Mozcon 2016: Cara Harshman

Cara Harshman at Mozcon 2016

DISCLAIMER: This post is written as a live blog from Mozcon. There may be typos and grammar to make my high school English teachers weep. Please excuse those … it’s a fast-paced conference with back-to-back sessions and no time for proofing or even proper writing.

The always-entertaining Cara Harshman is up next with the session Uplevel Your A/B Testing Skills. Regular readers will remember our coverage of her sessions at Mozcon 2015 and CTA Conference. Happy to see her again. So let’s get to it.

She takes the stage and begins with chatting about Pokemon (a game I know she doesn’t play).  She references her New York Experience with hundreds of people playing at one gym.  This is one of the reasons she changes her session from “uplevel” to “evolve”.

She notes that 70% of marketers say conversion optimization is more of a priority this year than last.  This makes sense – that’s where the ROI fro your other marketing efforts comes from.

She starts with a critical point …

Any statistically significant outcomes of a test, good or bad, is good.  As long as you get data the test was worth it.

In a test for donating to Hillary Clinton’s campaign.  To save a card was a high friction process (re-entering info, etc.).  The change automatically created an account for a person when they donated and went straight to allowing the user to save their details with info moved from their initial donation across to the save data form.  Over a 200% lift just from reducing friction.

Great A/B tests come from data and analytics, not whiteboard sessions.  Her top 5 reports are:

  1. Funnel Report – see where people fall off in funnel
  2. Heat map on home and high intent pages
  3. Form error submission reports
  4. Exit and bounce rate reports
  5. High traffic but low converting landing pages

Voice Of The Customer

You need to be empathetic.  You know your product but they don’t.  Talk to your users.  Check with

  1. Customer success team
  2. Record user testing sessions
  3. Coffee shops.  Just ask.
  4. On page surveys (like Hotjar).
  5. Email surveys

Voice Of The Human (reading)

  1. Lift Mdel by Wider Funner
  2. Conversion Equation from Oli Gardener
  3. Psychology
  4. Design Principles
  5. Neuromarketing

Getting Started

Team Testing Hackathon – pull in people to site in a group and brainstorm ideas by:

  • Give people access to data
  • Invite cross-funnel teams
  • Give prizes
  • Follow up

There’s a toolkit for this at https://www.optimizely.com/testing-toolkit/.

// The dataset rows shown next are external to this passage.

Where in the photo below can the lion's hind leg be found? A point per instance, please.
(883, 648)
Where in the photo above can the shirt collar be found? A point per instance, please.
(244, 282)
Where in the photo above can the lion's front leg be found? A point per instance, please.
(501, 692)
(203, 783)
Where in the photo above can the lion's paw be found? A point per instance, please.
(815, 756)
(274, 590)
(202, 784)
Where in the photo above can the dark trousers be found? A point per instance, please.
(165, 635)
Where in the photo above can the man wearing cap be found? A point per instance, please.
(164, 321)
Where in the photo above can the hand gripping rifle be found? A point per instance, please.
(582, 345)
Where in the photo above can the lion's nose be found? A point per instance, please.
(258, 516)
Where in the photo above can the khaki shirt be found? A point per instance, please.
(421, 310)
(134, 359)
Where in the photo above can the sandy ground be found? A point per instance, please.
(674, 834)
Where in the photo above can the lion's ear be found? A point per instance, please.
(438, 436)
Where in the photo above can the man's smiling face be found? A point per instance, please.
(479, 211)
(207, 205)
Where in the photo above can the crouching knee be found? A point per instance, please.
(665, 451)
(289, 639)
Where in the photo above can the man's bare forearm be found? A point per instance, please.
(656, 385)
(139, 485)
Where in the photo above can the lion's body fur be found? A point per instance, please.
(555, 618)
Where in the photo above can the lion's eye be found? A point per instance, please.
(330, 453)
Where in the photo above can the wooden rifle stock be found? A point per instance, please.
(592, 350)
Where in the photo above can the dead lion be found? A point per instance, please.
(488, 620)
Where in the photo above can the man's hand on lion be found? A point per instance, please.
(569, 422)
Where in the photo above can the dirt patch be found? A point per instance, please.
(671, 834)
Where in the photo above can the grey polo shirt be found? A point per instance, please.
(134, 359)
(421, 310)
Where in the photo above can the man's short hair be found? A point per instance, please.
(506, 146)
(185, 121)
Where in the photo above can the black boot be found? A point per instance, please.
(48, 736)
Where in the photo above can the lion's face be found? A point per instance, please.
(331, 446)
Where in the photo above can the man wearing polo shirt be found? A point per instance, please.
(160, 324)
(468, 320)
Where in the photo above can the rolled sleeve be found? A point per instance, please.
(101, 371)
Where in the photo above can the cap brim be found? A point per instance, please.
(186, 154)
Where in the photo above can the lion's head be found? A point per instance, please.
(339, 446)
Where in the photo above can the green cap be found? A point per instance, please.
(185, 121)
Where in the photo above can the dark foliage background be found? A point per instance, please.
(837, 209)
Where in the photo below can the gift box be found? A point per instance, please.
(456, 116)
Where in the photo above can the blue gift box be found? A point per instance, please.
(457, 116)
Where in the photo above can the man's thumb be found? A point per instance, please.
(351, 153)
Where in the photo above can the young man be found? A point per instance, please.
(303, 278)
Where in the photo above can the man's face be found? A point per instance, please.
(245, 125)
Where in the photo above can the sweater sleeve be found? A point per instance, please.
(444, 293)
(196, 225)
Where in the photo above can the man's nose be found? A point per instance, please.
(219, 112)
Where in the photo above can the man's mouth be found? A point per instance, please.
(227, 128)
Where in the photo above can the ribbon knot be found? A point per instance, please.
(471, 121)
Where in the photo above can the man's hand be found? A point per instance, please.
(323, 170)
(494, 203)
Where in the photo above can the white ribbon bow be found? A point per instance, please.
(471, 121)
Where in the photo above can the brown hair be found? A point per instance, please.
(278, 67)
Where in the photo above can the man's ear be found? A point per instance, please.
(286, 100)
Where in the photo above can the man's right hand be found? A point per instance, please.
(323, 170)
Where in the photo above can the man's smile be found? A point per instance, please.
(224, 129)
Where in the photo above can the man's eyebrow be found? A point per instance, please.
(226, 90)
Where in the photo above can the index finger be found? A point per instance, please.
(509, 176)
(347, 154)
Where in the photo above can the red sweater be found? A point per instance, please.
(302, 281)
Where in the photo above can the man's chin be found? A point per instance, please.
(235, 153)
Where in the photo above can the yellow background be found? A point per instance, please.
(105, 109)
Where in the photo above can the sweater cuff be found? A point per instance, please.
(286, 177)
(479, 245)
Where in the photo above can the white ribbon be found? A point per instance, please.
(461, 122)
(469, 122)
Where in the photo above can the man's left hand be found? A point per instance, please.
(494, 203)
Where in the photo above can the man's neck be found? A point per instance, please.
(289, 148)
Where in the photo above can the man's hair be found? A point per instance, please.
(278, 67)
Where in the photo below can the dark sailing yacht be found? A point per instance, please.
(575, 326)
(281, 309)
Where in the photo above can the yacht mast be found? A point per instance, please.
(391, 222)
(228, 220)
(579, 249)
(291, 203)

Next she’s talking about moving from Execution to automation …

You need to take a long-term view which needs:

  • And emotion-free system to decide what to do.  This means data-based.  Make a chart on ease vs impact of possible changes.  Focus on the easy and high impact ideas first.
  • You could also make a score card.  List all your goals and assign points to each goal.  Then list all your possible ideas and the ones with the most points comes first.  This creates a clear direction on what gets tested.  Hotwire uses this.
  • The next stage is standardization.  You need to create broadly agreed-upon sets of priorities metrics, criteria, etc.
  • Standardize a testing timeframe.  You need to test things that really make a difference.
  • Standardize your audience.  Determine traffic segments to test on or to look at specifically for personalization.
  • The next stage is moving from teams to advocates.  That is – moving people from doing the work you need to cheerleading it.

5 skills you need on your conversion optimization team:

  1. Project manager
  2. Developer
  3. Designer
  4. Analyst
  5. Fearlessness

You need to be willing to ask “why” and challenge assumptions and test new things.

We also need communication channels.  You can:

  1. Opt-in email newsletter
  2. Weekly meeting for core group
  3. Internal wiki or workflow tool (historical records)
  4. Lunch n learns
  5. All-hands meetings

The optimal outcome is:

  • Learn rate of 100% (won or lose)
  • Business growth, higher revenue
  • Delighted customers
  • Stronger decisions and culture

And now a question:

Q – How do you get approval when there’s friction?
A – Her advice – either use fear of a competitor or just do it and don’t ask and show results.

Q – What’s in your toolkit?
A – She like Optimizey (she used to work there).  Heatmaping tool.  A user feedback tool like Hotjar.  A tool like Basecamp (we use Teamwork) – somewhere to stash data.